By Jared Newman | Tuesday, December 6, 2011 at 9:55 am
The Galaxy Nexus is a pure Google phone, free of bloatware and designed to run Android exactly as Google envisions it. But on Verizon Wireless, that won’t be the case.
Although the Verizon Galaxy Nexus will run a mostly unmodified version of Android 4.0, codenamed Ice Cream Sandwich, the carrier will block Google Wallet, which lets you pay at some retailers by swiping your phone in front of a payment terminal, Computerworld reports. Verizon, T-Mobile and AT&T are working on their own payment system called Isis, and Google Wallet, backed by Sprint, would be a threat. Isis isn’t launching until next year, though, so Verizon Galaxy Nexus users won’t be able to use NFC payments at all.
Verizon will also install bloatware on the phone. Two apps are confirmed: My Verizon Mobile and Backup Assistant. The former is somewhat understandable, as it lets Verizon customers pay and manage their bills, but the latter is redundant given that Google also backs up your contacts automatically (and makes them available on other, non-Verizon devices).

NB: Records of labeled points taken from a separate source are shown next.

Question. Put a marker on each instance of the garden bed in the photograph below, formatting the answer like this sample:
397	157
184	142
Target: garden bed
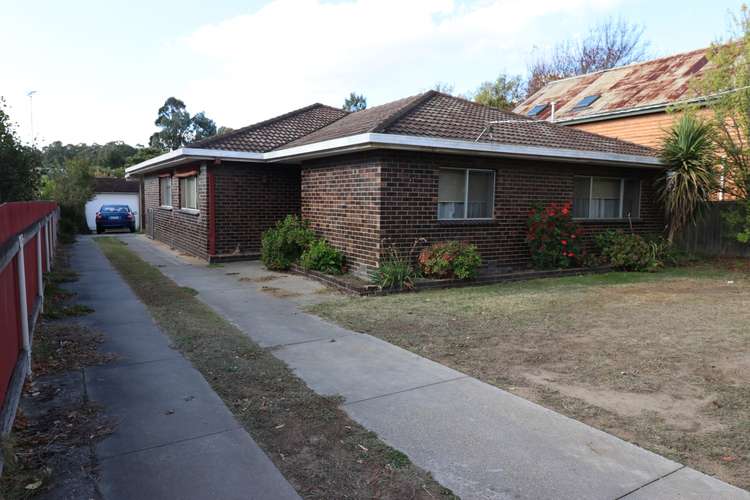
357	286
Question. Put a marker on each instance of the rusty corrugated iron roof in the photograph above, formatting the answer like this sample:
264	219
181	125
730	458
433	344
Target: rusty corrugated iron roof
655	83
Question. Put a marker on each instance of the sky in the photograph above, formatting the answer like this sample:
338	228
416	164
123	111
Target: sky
102	68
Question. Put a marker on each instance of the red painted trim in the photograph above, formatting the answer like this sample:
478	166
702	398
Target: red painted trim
211	212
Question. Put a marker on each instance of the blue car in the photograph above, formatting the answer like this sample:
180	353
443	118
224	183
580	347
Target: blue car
114	217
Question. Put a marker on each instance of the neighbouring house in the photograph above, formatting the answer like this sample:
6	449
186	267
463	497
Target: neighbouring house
630	102
113	191
430	166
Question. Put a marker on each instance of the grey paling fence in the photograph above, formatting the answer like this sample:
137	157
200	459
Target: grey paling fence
711	236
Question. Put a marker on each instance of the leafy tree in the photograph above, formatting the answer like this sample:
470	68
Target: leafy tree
71	186
726	82
109	159
612	43
355	102
19	164
686	187
178	128
504	93
142	154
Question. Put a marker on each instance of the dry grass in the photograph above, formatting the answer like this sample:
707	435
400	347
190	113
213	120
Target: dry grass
322	452
661	360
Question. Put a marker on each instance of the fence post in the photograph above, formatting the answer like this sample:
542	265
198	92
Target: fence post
39	268
22	300
46	241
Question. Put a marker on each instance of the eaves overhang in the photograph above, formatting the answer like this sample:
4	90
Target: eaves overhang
371	141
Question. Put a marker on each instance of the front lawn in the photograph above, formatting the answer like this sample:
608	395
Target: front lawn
661	360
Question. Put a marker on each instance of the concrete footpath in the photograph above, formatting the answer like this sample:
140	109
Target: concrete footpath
174	437
476	439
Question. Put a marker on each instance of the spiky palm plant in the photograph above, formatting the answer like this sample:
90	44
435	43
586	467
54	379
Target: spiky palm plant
685	189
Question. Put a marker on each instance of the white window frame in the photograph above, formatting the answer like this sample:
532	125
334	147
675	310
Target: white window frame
161	198
622	197
182	197
466	193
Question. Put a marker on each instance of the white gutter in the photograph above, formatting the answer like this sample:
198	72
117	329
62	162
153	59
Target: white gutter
368	141
187	155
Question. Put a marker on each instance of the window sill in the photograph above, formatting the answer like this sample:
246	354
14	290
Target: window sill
605	221
465	222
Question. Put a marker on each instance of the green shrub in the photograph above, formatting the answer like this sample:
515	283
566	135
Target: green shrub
282	245
629	252
395	271
320	256
553	237
450	259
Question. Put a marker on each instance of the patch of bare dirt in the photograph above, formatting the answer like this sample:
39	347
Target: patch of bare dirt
262	279
279	292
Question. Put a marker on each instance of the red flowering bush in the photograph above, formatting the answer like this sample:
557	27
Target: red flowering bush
450	259
554	238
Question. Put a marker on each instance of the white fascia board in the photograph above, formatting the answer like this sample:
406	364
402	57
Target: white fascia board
415	143
512	150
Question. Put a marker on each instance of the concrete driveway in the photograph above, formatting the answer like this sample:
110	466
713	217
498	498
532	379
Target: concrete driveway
476	439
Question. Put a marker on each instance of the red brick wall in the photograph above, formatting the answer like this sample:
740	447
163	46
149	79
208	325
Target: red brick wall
341	199
410	188
249	200
179	229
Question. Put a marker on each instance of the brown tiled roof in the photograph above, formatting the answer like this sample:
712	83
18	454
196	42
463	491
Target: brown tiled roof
359	122
658	82
434	114
115	185
271	134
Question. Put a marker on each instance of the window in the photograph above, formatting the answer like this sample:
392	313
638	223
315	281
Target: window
606	198
537	109
466	194
586	102
165	191
189	192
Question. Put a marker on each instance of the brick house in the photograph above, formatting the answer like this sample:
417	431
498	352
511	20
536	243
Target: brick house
430	166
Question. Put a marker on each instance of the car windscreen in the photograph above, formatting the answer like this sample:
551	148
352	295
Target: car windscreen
114	209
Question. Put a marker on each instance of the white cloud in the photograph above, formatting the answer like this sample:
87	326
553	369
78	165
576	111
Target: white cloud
294	52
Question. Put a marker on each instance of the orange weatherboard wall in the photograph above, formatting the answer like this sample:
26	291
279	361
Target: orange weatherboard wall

Fortunately, Android Ice Cream Sandwich has a bloatware removal tool to prevent unwanted software from gobbling up system resources.
Verizon hasn’t confirmed a release date or price for the Galaxy Nexus yet, but unnamed sources tell the Wall Street Journal that the phone will launch this month for $300, and a rumor from Droid Life says the phone will launch on December 9. Verizon’s meddling aside, the Galaxy Nexus still looks like the Android phone to beat. Our own Harry McCracken called it“a worthy rival (to the iPhone) in a way that previous Android phones have not been.”